You're going to be fine - when do you do the EMDR? Hopefully soon. I agree that the ptsd is causing you more problems then everything else.
I'll talk to you soon!
Love T
hi sweetie!
i love you too...i HOPE beyone hope that the prozac kicks in...
i wasn't ready for the ptsd crap either, but my pdoc told me today i really had no choice, and i have to do the emdr very soon...i have an appt on 9/30 to finalize the times, etc., for it...so it should be in the next few weeks...i'm ready to get it done and over with...
i am supposed to take ativan all day every day...but i don't wanna be out of it all the time...i will play it by ear...

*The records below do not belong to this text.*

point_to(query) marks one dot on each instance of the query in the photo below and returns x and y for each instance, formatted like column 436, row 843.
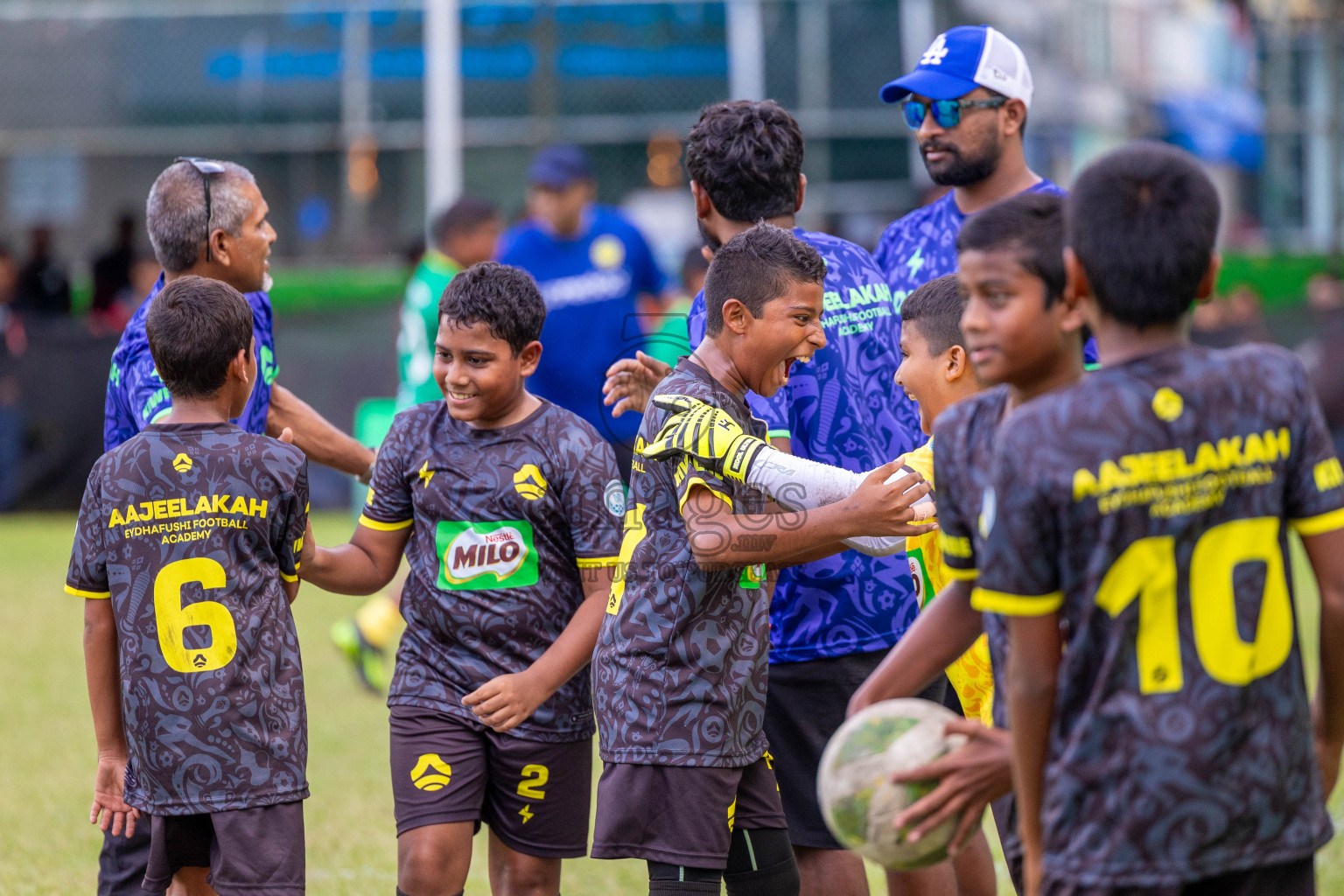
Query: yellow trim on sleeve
column 383, row 527
column 93, row 595
column 962, row 575
column 1016, row 605
column 1319, row 524
column 694, row 481
column 592, row 564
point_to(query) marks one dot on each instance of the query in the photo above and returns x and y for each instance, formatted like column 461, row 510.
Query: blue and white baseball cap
column 962, row 60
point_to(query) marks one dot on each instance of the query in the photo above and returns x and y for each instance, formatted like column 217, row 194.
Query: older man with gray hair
column 207, row 218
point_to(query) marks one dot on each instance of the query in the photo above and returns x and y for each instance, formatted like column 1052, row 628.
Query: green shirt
column 420, row 326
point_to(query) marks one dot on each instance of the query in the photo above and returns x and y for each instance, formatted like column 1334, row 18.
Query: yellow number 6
column 1146, row 570
column 172, row 618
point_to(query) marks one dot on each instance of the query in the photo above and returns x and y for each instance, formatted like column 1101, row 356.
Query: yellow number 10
column 1146, row 570
column 172, row 618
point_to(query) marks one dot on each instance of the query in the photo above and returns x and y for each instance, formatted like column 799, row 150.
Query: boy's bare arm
column 508, row 700
column 722, row 539
column 363, row 566
column 1032, row 673
column 104, row 677
column 1326, row 551
column 942, row 632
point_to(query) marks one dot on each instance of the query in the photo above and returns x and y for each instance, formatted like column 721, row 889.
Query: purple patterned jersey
column 679, row 672
column 188, row 528
column 1150, row 506
column 504, row 524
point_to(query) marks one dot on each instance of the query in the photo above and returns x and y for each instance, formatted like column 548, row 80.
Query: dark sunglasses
column 945, row 112
column 206, row 167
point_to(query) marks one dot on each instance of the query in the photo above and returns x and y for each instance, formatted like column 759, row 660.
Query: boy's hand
column 310, row 549
column 108, row 797
column 631, row 381
column 706, row 433
column 506, row 702
column 968, row 780
column 883, row 504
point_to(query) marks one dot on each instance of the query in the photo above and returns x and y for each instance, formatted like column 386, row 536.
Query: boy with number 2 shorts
column 507, row 508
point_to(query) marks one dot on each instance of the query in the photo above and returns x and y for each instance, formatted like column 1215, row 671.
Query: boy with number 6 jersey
column 508, row 509
column 1138, row 543
column 186, row 552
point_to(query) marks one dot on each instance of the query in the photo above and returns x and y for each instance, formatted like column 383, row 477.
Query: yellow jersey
column 970, row 675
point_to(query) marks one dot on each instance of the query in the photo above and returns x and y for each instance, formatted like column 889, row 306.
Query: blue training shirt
column 137, row 396
column 922, row 246
column 589, row 284
column 843, row 409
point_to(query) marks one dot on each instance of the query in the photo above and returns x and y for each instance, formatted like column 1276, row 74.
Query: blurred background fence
column 326, row 103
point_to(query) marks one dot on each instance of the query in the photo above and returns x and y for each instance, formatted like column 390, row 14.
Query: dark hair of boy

i hope i settle down soon, i can't afford all this! meds, pdocs, tdocs...its way expensive, even with insurance...
still feeling hypo? lucky duck...
:)
I've just been mostly reading (aka lurking). I am still not sure whether I am bi-polar or have clinical depression with GAD. Usually, I check in here and read to see how everyone is doing though. Since I am not real familiar with and not sure if I am bi-polar, I usually don't have anything to add to the discussions. I just know that you and Keli are always right there when someone posts and wanted to make sure she (and you) knew that since she was feeling down and now better. There are a lot of people here who deserve a break and she is definitely one of them. It is nice to know that the pdocs/tdocs can sometimes get it right with a little coaching from us. lol. I finally have an appt wioth a pdoc next wednesday. Hopefully, one way or the other they will figure out what medicine I need.
Hope everyone is feeling somewhat good at the very least.
Alison
oh girl...don't think you have to be dxd just to post or be involved !!
God could not be everywhere, so
Thanks. I'll post after my appt if not before.